Scientific peer review is regularly criticized as being ineffective and ‘broken’, although it continues to be widely used in academic publishing. While peer review certainly has its drawbacks, we regard this process as an essential valuable mechanism to improve the quality and accuracy of the scientific record, and it helps us editors to decide about the publication of a paper. Reviewer reports provide fascinating insights into the merits and limitations of our papers and often foster revisions that make a substantial difference to the robustness and impact of the papers that we publish. A study that challenges established knowledge can lead to long, deep discussions between authors, editors and reviewers that so far, at our journal, remain confidential.

By enabling the publication of these peer review documents, we take a step towards opening up our editorial decision-making process.

As a journal, we are committed to openness and transparency, and to make our peer review process more transparent, as a trial, we will be publishing all reviewer comments to authors and author rebuttal letters for published papers submitted from January 2016, unless the authors ask us not to. Upon acceptance of a paper, authors will be asked whether they agree to the publication of the peer review file along with the accepted version of the manuscript. We will evaluate the success of the trial by monitoring parameters such as author opt-out rates, and are planning to provide a report within a year.

These files will only contain the peer review history at Nature Communications. If a manuscript is submitted to us after review at another Nature journal, those referee reports and author rebuttal letters will remain confidential, as those reports were submitted without prior consent to be published. Similarly, peer review identities will only be released if a reviewer explicitly agrees to this, for example by signing the comments made to the authors with their name. Apart from such circumstances, we will continue to honour reviewer anonymity. Further details can be found in a separate FAQ document at http://www.nature.com/ncomms/authors/ncomms-transparent-peer-review.pdf.

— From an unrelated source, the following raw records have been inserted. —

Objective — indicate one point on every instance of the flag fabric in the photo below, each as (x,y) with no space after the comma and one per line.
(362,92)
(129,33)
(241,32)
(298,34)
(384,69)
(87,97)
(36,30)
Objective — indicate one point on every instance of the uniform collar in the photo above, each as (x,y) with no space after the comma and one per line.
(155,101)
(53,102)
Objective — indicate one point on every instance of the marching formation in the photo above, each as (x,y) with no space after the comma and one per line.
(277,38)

As a multidisciplinary journal, transparent peer review might be new to some of our authors, but we are not the first journal to implement this process. Similar schemes have already been successfully implemented in various scientific disciplines by the European Geosciences Union, at BioMed Central, for EMBO journals, and elsewhere.

By enabling the publication of these peer review documents, we take a step towards opening up our editorial decision-making process. We hope that this will contribute to the scientific appreciation of the papers that we publish, in the same way as these results are already discussed at scientific conferences. We also hope that publication of the reviewer reports provides more credit to the work of our reviewers, as their assessment of a paper will now reach a much larger audience.

It is important to note that published peer review files will focus on the comments of the reviewers and the authors’ responses to them. Correspondence between authors and editors, reviewer comments only to the editors, as well as the internal discussions between editors will remain confidential. In doing so, we aim to strike a balance between ensuring that the information that led to the decision to publish the paper is freely available, and at the same time enabling reviewers, authors and editors to communicate frankly and privately where necessary. In cases where not all of the circumstances that lead to an editorial decision on a manuscript are fully captured in peer review files, editorial comments may be added to the peer review document. The ultimate decision whether to publish a paper lies with the editors, and is always taken after careful consideration of all arguments raised.

This move towards more transparency will coincide with the completion of our transformation to full open access. From January all new papers will be published with a Creative Commons open access licence, and all subscription-based content from our archive will be made free to read and is available for non-commerical text and data mining. We hope that our readers and authors will enjoy the free access to our papers and the forthcoming peer review files, and that this will support and enhance the understanding and accessibility of our published papers.